A new type of agriculture grows. Vertical farms grow plants in stacked trays in a closed, controlled environment. Efficient LED lighting has made the process cheaper, although energy costs are still a burden. Vertical farms can be located close to customers, reducing transportation costs and emissions. Water use is minimized; and insects are kept at bay, so no pesticides are needed.
In Great Britain, Jones Food Company will open in 2022 the largest vertical farm in the world, with 13,750 square meters. The American company AeroFarms will open its largest vertical farm in Daneville (Virginia). Other companies are also going to expand. Nordic Harvest will expand its facility outside Copenhagen and build a new one in Stockholm. California-based Plenty is opening a new indoor farm near Los Angeles. Vertical farms are primarily dedicated to growing high-value leafy greens and herbs, but some are already venturing into growing tomatoes, peppers and berries. The challenge now is to get them to start piling up the economic returns as well.
Container ship with sails
Ships produce 3% of greenhouse gas emissions. Burning marine fuel, a muddy, dirty diesel, also contributes to acid rain. That problem did not exist in the days of sailing ships; and, for this reason, it is turning to candles, passed by high technology, in order to reduce costs and emissions.
In 2022, the French company Michelin will equip a freighter with an inflatable sail with which it is expected to reduce fuel consumption by 20%. Japanese shipping company Mol plans to equip one ship with a rigid telescopic sail by August 2022. Italian company Naos Design hopes to equip eight vessels with rigid, pivoting and folding “wingsails.” Other approaches use kites, “suction wings” with internal fans and giant spinning cylinders called Flettner rotors. By the end of 2022, the number of large cargo ships with sails of some kind will have quadrupled to 40, according to the International Wind Ship Association (IWSA). If, as planned, the European Union adds maritime transport to its emissions trading system in 2022, these unusual technologies will receive an additional boost.
Virtual reality exercise routines
Most people don’t get enough exercise.
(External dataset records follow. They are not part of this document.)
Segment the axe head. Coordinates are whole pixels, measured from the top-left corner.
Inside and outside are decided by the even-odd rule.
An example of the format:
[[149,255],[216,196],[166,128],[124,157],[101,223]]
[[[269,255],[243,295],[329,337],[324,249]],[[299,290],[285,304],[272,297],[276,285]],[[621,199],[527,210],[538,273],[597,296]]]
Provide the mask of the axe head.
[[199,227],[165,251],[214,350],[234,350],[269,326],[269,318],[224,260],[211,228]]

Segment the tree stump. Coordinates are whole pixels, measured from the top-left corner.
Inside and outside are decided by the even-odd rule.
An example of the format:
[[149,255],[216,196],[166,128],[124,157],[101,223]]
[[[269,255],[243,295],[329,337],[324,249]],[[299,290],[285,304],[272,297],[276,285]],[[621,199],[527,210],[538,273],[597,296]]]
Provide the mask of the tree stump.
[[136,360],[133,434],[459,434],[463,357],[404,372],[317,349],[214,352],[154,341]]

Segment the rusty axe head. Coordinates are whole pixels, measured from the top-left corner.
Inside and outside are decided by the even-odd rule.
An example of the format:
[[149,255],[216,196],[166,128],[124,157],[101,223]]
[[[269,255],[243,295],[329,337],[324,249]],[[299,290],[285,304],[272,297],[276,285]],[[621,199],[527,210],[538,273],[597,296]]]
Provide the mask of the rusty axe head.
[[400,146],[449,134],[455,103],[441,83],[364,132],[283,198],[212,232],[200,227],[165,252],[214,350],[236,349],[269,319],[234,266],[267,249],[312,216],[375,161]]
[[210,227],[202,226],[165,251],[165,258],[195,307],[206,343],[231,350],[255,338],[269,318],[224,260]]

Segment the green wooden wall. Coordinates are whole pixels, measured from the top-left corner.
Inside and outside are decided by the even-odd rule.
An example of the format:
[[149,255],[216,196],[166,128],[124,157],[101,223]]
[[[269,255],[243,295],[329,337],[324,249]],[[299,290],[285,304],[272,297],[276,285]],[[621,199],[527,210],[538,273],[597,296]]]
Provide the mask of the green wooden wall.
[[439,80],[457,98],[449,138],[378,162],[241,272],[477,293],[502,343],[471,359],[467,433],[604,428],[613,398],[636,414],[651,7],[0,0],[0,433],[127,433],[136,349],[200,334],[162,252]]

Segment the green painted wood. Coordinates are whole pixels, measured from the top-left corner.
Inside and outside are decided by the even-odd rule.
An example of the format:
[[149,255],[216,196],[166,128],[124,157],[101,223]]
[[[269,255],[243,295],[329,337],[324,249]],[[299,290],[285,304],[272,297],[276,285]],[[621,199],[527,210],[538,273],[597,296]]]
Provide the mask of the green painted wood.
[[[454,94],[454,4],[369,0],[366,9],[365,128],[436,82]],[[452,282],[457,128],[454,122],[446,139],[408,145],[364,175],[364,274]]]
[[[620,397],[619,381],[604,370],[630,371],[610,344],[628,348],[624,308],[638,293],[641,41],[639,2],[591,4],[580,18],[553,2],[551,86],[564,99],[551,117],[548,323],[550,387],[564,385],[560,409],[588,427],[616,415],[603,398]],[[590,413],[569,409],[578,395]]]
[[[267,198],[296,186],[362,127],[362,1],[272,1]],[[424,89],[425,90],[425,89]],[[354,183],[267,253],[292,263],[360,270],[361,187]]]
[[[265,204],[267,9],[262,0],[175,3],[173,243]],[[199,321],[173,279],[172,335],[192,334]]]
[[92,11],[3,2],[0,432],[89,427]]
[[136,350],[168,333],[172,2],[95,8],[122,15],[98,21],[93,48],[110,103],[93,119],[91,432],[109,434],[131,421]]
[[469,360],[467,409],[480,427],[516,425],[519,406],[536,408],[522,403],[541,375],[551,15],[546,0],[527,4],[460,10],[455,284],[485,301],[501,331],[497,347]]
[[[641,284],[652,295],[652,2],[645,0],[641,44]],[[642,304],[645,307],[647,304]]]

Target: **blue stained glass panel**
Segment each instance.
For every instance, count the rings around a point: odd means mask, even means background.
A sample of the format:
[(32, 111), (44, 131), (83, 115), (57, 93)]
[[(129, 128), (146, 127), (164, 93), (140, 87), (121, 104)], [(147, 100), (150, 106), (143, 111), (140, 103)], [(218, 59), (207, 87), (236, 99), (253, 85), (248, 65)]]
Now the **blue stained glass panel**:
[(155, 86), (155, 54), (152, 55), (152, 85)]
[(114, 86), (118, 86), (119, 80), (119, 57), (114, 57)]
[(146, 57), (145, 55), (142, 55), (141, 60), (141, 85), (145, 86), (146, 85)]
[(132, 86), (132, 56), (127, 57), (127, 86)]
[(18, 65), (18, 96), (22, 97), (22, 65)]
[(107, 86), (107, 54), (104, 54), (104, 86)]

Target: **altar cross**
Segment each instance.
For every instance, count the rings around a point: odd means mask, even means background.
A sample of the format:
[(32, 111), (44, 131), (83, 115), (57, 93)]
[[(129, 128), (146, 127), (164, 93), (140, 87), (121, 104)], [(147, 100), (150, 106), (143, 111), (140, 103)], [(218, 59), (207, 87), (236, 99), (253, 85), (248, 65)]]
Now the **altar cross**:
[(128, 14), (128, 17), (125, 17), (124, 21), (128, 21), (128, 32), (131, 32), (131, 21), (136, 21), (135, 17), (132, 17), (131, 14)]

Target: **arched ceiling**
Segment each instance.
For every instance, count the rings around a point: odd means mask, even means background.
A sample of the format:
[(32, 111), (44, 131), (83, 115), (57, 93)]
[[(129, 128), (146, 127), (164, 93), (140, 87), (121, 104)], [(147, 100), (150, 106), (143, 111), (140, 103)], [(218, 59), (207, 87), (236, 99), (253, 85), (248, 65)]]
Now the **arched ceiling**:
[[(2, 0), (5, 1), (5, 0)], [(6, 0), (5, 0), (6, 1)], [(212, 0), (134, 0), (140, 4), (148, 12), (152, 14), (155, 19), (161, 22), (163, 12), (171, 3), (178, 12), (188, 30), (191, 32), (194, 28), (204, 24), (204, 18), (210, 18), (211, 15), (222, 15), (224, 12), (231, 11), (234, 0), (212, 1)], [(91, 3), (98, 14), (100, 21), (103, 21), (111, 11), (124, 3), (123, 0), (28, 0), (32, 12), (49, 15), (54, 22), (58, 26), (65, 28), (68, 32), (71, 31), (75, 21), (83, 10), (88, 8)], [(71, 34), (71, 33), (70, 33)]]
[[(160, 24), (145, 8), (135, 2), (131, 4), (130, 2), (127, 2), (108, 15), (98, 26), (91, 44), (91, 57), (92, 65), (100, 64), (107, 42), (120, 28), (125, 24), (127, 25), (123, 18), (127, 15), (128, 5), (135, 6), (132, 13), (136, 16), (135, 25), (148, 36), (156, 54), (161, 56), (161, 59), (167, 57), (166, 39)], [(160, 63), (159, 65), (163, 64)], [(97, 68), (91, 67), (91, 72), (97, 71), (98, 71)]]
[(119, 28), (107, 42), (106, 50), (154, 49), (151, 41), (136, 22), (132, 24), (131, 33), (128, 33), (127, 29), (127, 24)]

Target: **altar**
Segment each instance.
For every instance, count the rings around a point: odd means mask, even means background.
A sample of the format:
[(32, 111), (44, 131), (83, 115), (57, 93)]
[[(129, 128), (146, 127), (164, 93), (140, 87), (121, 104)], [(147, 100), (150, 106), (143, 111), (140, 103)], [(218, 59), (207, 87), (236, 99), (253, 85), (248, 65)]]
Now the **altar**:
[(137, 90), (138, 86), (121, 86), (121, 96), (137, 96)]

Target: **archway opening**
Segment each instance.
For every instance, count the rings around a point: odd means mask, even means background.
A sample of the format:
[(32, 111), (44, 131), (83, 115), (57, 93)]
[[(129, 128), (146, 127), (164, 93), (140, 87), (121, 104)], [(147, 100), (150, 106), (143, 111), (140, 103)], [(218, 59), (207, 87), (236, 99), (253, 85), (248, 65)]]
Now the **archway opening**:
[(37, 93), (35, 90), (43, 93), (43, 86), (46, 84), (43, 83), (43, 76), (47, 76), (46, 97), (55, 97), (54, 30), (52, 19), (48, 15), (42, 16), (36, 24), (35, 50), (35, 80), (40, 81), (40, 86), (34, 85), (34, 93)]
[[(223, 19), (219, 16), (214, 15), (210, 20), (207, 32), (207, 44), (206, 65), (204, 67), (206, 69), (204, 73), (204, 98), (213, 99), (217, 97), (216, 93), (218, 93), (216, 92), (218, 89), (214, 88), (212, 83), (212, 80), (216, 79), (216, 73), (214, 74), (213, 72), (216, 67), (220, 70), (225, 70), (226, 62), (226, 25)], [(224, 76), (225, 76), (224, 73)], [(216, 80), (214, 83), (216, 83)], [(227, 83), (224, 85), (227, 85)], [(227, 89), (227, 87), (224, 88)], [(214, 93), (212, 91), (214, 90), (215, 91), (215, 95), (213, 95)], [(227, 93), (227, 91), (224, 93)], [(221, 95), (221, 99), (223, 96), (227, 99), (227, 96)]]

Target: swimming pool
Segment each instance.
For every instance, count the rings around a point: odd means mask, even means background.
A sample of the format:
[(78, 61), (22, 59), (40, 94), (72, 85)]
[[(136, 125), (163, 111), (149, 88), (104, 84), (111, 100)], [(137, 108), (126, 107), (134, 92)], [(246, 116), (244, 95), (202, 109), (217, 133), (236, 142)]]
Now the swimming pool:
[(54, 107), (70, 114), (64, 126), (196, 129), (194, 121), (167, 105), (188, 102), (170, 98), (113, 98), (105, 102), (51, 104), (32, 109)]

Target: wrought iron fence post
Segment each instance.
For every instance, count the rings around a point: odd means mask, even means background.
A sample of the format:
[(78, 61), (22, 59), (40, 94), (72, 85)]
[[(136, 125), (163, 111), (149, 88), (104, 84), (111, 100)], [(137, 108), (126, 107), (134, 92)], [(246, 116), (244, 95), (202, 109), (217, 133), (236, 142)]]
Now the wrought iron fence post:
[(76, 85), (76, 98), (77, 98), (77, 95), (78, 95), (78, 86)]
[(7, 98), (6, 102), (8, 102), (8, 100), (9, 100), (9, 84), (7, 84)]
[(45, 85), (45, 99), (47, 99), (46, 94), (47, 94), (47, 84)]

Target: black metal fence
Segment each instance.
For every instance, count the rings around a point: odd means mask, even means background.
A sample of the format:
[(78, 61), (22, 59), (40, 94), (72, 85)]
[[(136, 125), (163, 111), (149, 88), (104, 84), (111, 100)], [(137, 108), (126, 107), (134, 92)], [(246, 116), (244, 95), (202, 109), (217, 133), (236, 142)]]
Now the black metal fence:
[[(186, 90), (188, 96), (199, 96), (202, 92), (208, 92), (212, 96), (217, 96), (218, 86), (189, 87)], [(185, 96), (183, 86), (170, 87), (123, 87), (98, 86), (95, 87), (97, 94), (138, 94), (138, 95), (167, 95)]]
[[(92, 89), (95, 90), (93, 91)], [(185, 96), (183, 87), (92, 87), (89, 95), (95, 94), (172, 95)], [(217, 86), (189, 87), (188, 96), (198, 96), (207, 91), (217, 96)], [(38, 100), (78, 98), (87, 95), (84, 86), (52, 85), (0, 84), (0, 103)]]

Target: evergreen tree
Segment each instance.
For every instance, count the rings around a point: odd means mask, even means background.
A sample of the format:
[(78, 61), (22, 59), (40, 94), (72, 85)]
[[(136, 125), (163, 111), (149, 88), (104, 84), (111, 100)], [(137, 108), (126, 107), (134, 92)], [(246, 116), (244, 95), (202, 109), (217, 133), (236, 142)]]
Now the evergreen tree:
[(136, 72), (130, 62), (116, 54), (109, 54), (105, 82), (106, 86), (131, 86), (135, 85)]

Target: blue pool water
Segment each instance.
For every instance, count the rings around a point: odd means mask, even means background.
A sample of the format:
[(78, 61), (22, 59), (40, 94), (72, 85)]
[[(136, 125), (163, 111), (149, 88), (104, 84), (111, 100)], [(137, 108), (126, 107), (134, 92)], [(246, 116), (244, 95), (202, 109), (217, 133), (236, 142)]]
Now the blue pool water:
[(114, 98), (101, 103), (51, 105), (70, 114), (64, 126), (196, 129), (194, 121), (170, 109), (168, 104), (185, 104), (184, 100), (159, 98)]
Many would like to do it, but they lack motivation. Virtual reality goggles allow you to play and burn calories at the same time, punching or snapping oncoming shapes or crouching or waddling around obstacles. VR workouts became popular during the pandemic, as gyms closed and a powerful low-cost headset, the Oculus Quest 2, came on the market. An improved model and new fitness features are coming in 2022. And perhaps Supernatural, a highly rated VR training app available only in North America, will be released in Europe. Will fitness become the star application of virtual reality?